Ш а х м а т о в (не понимая, не помня, шарит по столу, по карманам). А где оно?
С и н и л к и н (вынимает из кармана). Две таблетки. (Протягивает стакан воды.)
Ш а х м а т о в. Спасибо. Спасибо вообще вам. Это так обременительно для людей заботиться о чьем-то здоровье. (Выпил лекарство.)
С а м а р и н. Может быть, подождем? Отменить?
Л я т о ш и н с к и й (тихо). Что можно отменить?
С и н и л к и н (быстро глянув на него). Я включу «Челюскинец» на белый телефон.

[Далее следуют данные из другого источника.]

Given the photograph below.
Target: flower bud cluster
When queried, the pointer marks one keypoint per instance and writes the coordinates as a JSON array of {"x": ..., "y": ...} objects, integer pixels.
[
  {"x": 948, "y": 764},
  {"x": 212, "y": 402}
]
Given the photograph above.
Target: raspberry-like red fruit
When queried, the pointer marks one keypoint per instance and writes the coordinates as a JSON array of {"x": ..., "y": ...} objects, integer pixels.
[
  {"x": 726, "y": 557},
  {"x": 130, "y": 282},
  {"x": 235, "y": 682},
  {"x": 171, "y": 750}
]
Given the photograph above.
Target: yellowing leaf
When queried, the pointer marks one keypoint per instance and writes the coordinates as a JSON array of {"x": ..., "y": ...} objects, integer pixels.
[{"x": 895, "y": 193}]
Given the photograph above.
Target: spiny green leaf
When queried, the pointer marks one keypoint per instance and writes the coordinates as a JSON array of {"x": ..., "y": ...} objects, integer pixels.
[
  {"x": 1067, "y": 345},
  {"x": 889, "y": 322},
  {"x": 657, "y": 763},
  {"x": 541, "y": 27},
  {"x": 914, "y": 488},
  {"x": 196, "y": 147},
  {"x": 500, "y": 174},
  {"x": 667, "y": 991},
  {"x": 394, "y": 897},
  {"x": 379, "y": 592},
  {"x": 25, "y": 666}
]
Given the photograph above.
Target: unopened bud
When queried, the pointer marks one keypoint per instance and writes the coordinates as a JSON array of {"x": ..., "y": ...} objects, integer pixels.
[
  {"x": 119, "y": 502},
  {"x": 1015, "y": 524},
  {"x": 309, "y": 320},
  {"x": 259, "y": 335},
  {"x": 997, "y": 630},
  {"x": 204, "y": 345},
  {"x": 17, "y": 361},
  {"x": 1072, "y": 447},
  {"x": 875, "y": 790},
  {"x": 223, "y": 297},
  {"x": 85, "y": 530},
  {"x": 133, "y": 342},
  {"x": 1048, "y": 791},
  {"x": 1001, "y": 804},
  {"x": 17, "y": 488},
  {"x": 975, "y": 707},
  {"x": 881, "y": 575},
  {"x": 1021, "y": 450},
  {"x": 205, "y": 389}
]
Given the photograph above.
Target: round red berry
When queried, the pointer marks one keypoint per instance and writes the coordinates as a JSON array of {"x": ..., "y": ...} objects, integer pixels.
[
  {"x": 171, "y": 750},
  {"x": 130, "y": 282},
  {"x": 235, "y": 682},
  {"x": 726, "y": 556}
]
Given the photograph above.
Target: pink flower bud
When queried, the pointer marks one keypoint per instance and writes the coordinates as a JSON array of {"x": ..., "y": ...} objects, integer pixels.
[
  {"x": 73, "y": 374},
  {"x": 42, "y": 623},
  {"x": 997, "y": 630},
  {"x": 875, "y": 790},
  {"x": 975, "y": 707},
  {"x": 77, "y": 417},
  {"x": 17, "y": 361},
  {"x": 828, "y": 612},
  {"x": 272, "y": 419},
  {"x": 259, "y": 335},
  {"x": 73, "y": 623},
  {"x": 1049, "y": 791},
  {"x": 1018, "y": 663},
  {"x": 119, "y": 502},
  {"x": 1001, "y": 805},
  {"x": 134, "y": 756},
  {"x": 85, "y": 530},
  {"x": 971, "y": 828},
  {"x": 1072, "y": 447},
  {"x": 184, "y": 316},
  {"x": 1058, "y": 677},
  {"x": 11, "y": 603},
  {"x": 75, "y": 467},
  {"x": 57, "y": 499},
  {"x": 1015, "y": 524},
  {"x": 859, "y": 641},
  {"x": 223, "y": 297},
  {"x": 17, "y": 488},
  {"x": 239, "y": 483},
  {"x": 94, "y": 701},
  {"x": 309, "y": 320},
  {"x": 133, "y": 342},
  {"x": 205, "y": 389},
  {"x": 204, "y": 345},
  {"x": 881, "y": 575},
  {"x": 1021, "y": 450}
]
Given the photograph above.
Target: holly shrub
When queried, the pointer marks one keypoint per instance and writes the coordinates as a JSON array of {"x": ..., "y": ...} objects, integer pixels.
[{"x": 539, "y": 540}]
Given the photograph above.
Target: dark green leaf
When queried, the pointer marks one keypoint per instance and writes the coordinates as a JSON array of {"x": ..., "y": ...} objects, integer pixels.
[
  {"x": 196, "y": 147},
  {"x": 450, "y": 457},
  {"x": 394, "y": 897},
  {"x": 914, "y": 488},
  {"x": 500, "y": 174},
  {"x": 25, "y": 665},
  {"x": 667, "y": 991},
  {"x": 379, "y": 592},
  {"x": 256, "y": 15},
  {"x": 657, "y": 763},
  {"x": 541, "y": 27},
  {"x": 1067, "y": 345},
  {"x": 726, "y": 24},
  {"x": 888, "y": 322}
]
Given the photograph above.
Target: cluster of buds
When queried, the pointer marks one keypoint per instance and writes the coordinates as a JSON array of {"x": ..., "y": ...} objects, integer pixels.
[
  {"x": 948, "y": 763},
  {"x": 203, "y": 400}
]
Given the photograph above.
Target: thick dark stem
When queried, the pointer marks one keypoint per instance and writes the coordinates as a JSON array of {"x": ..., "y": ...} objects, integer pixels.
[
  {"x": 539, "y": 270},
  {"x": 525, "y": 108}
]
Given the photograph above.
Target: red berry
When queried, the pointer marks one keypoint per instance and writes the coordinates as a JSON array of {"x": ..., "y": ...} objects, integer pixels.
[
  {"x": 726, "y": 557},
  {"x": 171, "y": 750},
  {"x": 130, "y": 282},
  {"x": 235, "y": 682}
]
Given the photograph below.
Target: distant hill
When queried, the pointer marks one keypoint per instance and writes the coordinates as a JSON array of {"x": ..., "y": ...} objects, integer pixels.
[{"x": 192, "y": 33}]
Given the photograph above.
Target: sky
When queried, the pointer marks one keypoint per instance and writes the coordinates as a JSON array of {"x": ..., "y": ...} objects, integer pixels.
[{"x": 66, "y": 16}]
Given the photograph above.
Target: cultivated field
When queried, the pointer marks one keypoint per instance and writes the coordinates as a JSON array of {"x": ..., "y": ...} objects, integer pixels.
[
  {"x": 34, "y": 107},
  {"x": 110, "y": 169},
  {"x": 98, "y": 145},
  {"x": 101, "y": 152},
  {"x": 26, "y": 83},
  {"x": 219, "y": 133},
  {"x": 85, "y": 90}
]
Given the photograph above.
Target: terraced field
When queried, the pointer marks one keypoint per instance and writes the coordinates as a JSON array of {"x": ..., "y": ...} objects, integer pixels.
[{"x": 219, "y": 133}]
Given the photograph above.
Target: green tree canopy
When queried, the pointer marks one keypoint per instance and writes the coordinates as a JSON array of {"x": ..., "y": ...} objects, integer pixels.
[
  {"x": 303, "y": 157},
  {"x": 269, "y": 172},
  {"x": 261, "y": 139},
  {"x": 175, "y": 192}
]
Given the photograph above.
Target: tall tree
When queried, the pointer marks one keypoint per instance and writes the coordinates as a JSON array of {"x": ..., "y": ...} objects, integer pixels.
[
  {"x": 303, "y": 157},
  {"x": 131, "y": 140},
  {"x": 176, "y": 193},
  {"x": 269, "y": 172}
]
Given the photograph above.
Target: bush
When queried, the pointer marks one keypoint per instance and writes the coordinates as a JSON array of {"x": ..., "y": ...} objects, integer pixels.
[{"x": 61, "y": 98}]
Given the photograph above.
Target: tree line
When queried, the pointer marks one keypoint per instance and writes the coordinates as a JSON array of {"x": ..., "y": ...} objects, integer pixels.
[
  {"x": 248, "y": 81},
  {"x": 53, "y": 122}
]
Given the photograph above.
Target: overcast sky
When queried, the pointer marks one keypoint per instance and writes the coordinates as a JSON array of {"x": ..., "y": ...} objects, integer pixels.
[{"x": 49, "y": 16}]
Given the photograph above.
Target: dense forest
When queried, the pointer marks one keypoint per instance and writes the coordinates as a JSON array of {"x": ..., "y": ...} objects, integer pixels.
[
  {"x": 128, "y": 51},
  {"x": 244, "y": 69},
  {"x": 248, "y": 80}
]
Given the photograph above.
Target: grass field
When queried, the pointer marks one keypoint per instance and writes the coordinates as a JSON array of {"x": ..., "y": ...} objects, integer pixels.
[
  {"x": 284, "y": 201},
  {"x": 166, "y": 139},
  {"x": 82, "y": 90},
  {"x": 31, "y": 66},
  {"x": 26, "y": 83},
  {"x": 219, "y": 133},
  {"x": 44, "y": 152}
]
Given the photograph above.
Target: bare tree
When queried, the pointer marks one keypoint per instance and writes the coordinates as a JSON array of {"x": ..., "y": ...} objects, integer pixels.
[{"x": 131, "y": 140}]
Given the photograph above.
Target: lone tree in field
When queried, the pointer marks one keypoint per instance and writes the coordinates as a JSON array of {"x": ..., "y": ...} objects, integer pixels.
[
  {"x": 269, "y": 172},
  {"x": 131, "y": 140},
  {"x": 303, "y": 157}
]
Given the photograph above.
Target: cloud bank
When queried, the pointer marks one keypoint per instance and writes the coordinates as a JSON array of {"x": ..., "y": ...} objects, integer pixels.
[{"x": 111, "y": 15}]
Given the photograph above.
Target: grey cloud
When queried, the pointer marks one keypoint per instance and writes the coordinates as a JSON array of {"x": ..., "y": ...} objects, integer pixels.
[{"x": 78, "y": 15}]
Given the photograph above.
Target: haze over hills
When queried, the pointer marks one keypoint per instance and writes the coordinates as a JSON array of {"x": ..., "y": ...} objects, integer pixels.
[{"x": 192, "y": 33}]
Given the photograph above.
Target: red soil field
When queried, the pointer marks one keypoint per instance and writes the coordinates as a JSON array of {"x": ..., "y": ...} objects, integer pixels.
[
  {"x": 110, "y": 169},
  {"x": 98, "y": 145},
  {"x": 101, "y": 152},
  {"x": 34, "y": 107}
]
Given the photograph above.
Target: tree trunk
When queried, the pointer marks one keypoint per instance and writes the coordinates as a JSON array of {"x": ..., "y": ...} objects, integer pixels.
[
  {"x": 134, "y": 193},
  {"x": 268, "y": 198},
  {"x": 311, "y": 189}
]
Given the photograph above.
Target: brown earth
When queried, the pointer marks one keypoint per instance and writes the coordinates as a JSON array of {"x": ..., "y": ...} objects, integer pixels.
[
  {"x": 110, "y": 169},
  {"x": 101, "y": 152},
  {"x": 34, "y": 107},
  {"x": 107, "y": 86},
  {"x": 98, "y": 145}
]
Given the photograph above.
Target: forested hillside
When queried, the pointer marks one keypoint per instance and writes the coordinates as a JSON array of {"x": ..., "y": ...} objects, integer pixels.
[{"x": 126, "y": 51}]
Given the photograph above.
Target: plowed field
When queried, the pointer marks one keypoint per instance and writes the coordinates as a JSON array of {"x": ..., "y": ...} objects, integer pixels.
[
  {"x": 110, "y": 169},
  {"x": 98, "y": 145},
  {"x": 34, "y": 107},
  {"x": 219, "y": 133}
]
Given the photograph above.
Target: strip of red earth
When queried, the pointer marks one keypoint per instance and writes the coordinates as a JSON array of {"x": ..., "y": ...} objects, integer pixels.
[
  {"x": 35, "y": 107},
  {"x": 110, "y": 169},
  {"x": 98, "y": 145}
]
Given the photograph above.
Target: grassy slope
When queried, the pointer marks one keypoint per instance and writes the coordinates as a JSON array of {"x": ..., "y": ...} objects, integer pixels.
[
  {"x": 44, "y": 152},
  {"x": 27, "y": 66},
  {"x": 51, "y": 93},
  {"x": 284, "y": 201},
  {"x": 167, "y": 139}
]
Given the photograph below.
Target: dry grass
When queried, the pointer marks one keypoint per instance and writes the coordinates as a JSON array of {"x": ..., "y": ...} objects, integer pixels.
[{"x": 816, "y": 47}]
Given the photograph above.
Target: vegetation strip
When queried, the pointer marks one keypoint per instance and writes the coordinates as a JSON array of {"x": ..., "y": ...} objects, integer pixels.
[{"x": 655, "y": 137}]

Ш а х м а т о в (не сразу). Лучше на селектор.
С и н и л к и н (Шахматову). Хорошо. Троян будет по селектору. (Быстро уходит из кабинета.)
Р у р у а (про Синилкина). Из военных он, что ли?
С е р е б р е н н и к о в. Из народного хора. Секретарем партбюро там был. Лет десять назад. А потом с Михаилом Ивановичем по всем городам и весям, как говорится.
К а ш т а н о в. А дисциплина… ой-ой-ой… чувствуется!
Р у р у а (как знаток). В хоре самая дисциплина.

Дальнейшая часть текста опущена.